Over the past decade, several studies1,2,4–8 have explored the effect of bidirectional interactions between the nervous system and the immune system on communication between organs — especially between the brain and other organs, such as the intestine and lungs9. Koren and colleagues’ study builds on previous knowledge that peripheral immune responses can be encoded by certain brain areas. For example, previous work has shown that responses of the innate branch of the immune system leave traces in the brain10. In mice, immune challenges in the periphery led to long-term activation of microglia (the immune cells of the brain), and persistent microglial activation altered the progression of neurodegenerative disease in mouse models9.
Koren and co-workers have now shown that the stimulation of immune-imprinted neurons in the brain can induce inflammatory responses in particular peripheral organs. It is tempting to speculate that an animal’s immune status can be dynamically encoded and recapitulated by the brain, fine-tuning the course of immune responses and associated diseases.

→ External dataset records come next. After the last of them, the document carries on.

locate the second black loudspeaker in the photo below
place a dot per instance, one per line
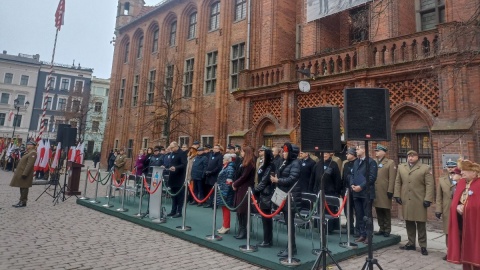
(61, 131)
(320, 128)
(367, 114)
(69, 137)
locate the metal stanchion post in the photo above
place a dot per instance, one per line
(213, 236)
(289, 261)
(348, 244)
(183, 227)
(248, 247)
(108, 205)
(84, 197)
(140, 214)
(160, 219)
(96, 190)
(122, 208)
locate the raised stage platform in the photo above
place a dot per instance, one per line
(200, 220)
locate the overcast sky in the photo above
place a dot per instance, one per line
(28, 27)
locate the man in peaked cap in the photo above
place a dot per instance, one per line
(414, 189)
(384, 190)
(23, 176)
(445, 190)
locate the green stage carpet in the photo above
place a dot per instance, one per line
(200, 220)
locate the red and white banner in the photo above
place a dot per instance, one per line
(60, 14)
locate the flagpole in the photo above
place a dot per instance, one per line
(43, 125)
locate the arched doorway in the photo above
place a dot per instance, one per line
(267, 137)
(412, 132)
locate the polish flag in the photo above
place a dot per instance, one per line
(60, 14)
(10, 115)
(40, 151)
(56, 158)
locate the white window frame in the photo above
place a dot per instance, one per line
(43, 100)
(61, 82)
(54, 82)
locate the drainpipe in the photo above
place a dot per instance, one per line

The authors’ study opens up fresh approaches in the field of neuroimmunology and raises many questions. Although the authors describe the neuronal pathway connecting the insula to the intestine, it remains unclear exactly how communication between these two sites occurs. How are sensory neurons and the autonomic nervous system (a part of the nervous system that regulates organ function) involved in this brain–body communication? Does the immune system signal to neurons in the insula by releasing soluble factors? Do brain-derived neuronal signals control immune cells directly, or indirectly, through other cell types in the intestine? Are immune responses that occur in other organs, such as the lungs or the skin, encoded by distinct sets of neurons in the insula, or in other brain regions?
Koren and colleagues’ study serves to highlight the importance to biomedical research of investigating the interactions between the nervous and immune systems. Together with previous work2,8, it unravels biological underpinnings of these interactions that might be relevant to designing therapeutic approaches to many diseases, including cancer and inflammatory, neurological and metabolic disorders.